Am 30. Juni 2013 ist die Genehmigung für das Zwischenlager Jülich ausgelaufen, weil der geforderte Nachweis zur Erdbebensicherheit nicht erbracht werden konnte. Daraufhin hat das Wirtschaftsministerium NRW, als zuständige Atomaufsicht, eine atomrechtliche Anordnung zur Entfernung der Brennelemente aus dem Zwischenlager erlassen. In Jülich lagern 152 Castoren mit Brennelementekugeln. Der komplette Rückbau des Zwischenlagers wird bis ins Jahr 2022 andauern.

Unabhängig von dem Stresstest sollen alle Zwischenlager für hochradioaktiven Atommüll mit meterhohen Mauern nachgerüstet werden, um sie gegen mögliche Terrorangriffe besser zu sichern. Diese schon vor Fukushima verabredete Maßnahme geht auf die Empfehlungen einer Bund-Länder-Kommission zurück. Die Kosten für die Nachrüstungen haben die Betreiber zu tragen.

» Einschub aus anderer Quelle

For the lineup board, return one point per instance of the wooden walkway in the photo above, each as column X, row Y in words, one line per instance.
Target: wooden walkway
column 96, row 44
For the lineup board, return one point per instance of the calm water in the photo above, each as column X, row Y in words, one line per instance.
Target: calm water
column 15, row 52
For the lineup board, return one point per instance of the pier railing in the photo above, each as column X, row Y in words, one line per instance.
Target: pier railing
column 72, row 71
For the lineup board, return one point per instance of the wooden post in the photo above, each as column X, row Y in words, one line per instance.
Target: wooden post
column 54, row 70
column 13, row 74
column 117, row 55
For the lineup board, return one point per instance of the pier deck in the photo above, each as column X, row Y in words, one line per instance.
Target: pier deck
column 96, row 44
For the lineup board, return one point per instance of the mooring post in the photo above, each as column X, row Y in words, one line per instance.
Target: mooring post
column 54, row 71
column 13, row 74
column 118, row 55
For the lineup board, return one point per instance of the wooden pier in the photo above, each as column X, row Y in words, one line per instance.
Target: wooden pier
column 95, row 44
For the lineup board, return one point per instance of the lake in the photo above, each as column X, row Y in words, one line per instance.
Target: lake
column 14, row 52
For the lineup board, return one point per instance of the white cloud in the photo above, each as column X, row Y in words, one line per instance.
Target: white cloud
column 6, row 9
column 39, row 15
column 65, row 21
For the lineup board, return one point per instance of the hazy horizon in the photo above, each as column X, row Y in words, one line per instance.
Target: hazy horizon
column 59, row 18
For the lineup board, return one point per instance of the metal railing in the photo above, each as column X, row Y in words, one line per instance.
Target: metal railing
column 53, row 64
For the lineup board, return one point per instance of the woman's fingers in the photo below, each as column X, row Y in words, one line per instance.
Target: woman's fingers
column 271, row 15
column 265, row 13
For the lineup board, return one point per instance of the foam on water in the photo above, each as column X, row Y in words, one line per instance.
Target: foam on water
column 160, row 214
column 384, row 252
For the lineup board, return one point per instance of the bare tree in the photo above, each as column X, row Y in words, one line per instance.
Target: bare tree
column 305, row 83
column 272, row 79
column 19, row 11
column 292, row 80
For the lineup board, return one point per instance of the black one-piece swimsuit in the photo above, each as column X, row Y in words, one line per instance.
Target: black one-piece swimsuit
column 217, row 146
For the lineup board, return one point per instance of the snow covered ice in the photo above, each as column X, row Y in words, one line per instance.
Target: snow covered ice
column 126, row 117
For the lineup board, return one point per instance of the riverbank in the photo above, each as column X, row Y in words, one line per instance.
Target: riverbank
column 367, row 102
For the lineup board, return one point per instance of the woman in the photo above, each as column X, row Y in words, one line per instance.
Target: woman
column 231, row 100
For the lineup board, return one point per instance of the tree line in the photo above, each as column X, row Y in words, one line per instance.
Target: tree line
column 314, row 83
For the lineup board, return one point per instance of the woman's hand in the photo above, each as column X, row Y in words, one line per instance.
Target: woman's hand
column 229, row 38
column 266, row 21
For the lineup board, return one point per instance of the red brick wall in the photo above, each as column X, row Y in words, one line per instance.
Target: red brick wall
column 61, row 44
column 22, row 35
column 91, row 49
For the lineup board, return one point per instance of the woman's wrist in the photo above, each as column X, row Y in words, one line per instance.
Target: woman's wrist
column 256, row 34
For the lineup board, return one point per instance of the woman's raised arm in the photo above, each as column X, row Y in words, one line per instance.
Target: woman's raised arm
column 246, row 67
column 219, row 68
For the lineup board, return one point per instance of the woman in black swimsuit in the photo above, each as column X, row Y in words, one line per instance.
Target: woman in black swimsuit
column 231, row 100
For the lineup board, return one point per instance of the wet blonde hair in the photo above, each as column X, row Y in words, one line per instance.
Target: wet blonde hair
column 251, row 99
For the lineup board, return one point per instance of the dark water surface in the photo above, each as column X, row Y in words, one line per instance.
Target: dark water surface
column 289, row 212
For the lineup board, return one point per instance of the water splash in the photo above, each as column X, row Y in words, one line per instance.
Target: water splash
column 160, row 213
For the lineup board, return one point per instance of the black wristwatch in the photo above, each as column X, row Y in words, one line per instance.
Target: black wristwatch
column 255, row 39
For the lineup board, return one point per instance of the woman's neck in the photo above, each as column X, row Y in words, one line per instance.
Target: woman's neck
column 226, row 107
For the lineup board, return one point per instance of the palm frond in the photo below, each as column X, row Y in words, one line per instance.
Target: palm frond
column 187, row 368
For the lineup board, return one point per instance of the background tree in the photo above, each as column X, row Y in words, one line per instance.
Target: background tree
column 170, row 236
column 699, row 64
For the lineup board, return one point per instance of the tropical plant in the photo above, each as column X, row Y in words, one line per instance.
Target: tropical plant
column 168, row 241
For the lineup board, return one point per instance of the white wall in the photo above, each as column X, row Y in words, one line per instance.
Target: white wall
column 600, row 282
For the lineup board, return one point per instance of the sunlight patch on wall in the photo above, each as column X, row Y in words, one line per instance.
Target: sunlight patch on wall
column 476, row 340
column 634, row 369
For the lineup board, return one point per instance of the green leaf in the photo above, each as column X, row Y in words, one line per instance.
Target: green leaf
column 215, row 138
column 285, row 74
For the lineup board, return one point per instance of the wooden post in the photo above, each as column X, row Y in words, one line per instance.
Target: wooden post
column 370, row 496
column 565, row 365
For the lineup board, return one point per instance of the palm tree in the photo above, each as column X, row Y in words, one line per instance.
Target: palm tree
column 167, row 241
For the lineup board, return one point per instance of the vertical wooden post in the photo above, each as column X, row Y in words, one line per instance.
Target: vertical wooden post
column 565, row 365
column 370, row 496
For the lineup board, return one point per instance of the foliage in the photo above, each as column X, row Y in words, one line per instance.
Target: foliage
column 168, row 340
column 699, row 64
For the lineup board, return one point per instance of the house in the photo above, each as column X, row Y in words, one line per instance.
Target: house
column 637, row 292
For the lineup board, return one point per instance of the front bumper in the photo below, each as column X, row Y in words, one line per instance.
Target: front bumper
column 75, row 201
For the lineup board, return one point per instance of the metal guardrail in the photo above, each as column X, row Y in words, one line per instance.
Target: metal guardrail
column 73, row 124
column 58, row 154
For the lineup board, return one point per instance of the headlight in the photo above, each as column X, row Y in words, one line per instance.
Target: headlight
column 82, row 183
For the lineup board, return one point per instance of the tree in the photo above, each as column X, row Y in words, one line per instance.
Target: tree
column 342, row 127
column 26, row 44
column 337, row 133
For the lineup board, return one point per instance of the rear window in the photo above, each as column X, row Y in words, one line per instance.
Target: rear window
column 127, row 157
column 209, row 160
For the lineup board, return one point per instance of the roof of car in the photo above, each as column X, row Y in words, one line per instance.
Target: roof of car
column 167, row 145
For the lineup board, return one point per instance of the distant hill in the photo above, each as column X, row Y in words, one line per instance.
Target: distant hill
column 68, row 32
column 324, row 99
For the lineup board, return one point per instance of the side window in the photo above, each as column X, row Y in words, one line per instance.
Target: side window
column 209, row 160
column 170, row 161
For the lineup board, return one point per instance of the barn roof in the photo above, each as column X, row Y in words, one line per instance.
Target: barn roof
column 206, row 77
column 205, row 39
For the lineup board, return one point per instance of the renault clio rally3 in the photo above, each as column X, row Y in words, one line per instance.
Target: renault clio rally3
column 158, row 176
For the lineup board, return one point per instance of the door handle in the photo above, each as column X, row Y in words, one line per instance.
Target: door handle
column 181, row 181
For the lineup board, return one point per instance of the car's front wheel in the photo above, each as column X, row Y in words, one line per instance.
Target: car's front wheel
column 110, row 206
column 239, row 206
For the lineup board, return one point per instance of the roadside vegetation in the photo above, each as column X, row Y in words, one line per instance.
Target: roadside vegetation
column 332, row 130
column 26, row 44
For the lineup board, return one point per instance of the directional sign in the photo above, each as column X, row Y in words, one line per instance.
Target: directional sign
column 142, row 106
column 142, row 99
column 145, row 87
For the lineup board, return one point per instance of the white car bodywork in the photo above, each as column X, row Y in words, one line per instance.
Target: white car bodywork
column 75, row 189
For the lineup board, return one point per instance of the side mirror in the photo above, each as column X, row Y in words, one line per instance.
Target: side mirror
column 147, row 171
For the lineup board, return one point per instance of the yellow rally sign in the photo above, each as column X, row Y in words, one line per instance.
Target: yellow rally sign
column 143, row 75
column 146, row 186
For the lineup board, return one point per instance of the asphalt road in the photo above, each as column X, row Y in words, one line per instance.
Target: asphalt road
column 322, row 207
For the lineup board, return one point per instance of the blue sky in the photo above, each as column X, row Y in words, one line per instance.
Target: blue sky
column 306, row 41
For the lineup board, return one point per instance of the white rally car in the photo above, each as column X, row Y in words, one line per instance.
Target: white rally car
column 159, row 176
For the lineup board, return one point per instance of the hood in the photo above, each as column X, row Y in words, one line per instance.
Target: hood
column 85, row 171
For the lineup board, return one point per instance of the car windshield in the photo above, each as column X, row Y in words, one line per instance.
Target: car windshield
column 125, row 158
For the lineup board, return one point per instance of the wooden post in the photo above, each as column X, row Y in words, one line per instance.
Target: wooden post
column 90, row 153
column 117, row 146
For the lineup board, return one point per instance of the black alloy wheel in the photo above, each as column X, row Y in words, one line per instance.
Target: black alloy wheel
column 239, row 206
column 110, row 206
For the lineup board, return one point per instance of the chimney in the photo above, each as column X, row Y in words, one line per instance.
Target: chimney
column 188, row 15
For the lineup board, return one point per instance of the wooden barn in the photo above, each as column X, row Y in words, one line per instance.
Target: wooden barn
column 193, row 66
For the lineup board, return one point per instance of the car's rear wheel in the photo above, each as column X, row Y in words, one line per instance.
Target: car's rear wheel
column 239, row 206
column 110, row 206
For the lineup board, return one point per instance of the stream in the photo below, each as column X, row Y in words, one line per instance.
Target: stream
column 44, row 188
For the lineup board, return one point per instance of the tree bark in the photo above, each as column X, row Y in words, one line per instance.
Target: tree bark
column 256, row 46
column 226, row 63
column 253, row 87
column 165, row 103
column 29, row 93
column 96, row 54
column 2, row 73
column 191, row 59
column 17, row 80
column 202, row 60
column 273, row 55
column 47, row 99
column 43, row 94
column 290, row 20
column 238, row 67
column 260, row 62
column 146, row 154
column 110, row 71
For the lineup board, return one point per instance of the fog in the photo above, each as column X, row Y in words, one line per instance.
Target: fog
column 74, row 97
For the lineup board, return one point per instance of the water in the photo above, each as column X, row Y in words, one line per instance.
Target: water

Die Asse – Atommülllager wider Willen

Die Schachtanlage Asse ist ein ehemaliges Salzbergwerk in Niedersachsen, das seit 1965 als Forschungsbergwerk betrieben wird und in dem zwischen 1967 und 1978 die Endlagerung radioaktiver Abfälle nicht nur erprobt, sondern auch heimlich ausgeübt wurde. Mittlerweile hat sich die Asse zum deutschlandweiten Konfliktherd im Zusammenhang mit der Lagerung hochradioaktiver Abfälle gemausert. Seitdem bekannt wurde, dass Wasser in die Schachtanlage eintritt, ist die Gefahr, dass das Bergwerk irgendwann mit Salzlauge vollläuft und die Fässer verrosten, nicht mehr von der Hand zu weisen.

Deshalb hat der Bundestag im Februar 2013 beschlossen, dass die 126.000 Fässer mit schwach- und mittelradioaktiven Abfällen aus dem einsturzgefährdeten Schacht geborgen werden sollen. Zur Bergung muss ein neuer Schacht gebaut werden, sowie ein oberirdisches Zwischenlager. In welches Endlager der Atommüll dann abtransportiert werden soll, ist auch noch offen. Das bisher einmalige Projekt könnte bis über das Jahr 2040 hinaus dauern.